Concept-driven Off Policy Evaluation
Ritam Majumdar, Jack Teversham, Sonali Parbhoo
TL;DR
This work broadens Off-Policy Evaluation by introducing concept-based estimators that leverage interpretable concepts from Concept Bottleneck Models to reduce variance in batch-data evaluation. It defines Concept-based IS estimators (CIS and CPDIS), proves unbiasedness under known concepts and variance reduction relative to traditional OPE, and extends to unknown concepts via an end-to-end learning framework (PC-OPE) that optimizes concise, diverse concepts and concept-to-policy mappings. The approach enables targeted interventions on concepts for deeper insights into evaluation behavior and robustness, demonstrated on WindyGridworld and MIMIC-III with substantial variance reductions and improved interpretability.

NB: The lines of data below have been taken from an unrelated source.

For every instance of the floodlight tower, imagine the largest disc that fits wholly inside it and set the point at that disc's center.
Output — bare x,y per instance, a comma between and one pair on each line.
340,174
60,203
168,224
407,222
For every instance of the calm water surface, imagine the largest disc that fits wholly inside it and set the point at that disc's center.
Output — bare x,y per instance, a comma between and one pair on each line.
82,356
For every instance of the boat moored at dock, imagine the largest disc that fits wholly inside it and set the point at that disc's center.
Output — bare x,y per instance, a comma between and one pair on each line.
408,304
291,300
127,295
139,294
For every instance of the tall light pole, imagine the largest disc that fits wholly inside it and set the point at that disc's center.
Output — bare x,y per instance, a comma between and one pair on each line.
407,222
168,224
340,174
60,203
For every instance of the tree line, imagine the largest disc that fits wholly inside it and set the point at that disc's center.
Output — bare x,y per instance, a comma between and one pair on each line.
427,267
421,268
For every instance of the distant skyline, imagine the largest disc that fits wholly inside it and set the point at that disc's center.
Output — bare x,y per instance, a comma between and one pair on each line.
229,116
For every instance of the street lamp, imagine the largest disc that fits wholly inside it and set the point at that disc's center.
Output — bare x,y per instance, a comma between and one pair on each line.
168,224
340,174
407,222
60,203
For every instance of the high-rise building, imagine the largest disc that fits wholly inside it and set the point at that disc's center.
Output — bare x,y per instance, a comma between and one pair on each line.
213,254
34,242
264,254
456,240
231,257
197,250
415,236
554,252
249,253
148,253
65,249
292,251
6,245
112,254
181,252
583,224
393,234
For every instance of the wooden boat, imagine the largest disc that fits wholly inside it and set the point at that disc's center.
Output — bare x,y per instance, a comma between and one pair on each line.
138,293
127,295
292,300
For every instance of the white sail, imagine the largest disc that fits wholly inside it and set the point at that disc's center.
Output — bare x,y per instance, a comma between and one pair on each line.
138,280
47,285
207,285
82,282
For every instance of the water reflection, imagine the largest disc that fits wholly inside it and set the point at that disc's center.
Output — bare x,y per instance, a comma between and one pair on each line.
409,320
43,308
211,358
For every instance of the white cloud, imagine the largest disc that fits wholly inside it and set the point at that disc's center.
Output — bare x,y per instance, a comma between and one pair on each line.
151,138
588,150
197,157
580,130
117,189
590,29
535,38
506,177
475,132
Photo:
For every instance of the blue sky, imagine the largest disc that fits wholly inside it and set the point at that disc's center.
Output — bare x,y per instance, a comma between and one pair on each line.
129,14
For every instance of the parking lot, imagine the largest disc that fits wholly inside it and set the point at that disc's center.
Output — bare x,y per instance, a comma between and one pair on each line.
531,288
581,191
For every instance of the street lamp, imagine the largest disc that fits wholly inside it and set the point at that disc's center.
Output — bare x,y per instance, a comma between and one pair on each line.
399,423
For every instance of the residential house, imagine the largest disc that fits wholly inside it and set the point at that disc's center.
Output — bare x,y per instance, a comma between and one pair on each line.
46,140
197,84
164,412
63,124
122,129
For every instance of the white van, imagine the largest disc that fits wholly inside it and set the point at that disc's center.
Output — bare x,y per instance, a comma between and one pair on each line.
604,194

Limitations include potential bias and trajectory distribution mismatch when learning concepts, motivating future work on confounding, partial observability, and broader domains.
Abstract
Evaluating off-policy decisions using batch data poses significant challenges due to limited sample sizes leading to high variance. To improve Off-Policy Evaluation (OPE), we must identify and address the sources of this variance. Recent research on Concept Bottleneck Models (CBMs) shows that using human-explainable concepts can improve predictions and provide better understanding. We propose incorporating concepts into OPE to reduce variance. Our work introduces a family of concept-based OPE estimators, proving that they remain unbiased and reduce variance when concepts are known and predefined. Since real-world applications often lack predefined concepts, we further develop an end-to-end algorithm to learn interpretable, concise, and diverse parameterized concepts optimized for variance reduction. Our experiments with synthetic and real-world datasets show that both known and learned concept-based estimators significantly improve OPE performance. Crucially, we show that, unlike other OPE methods, concept-based estimators are easily interpretable and allow for targeted interventions on specific concepts, further enhancing the quality of these estimators.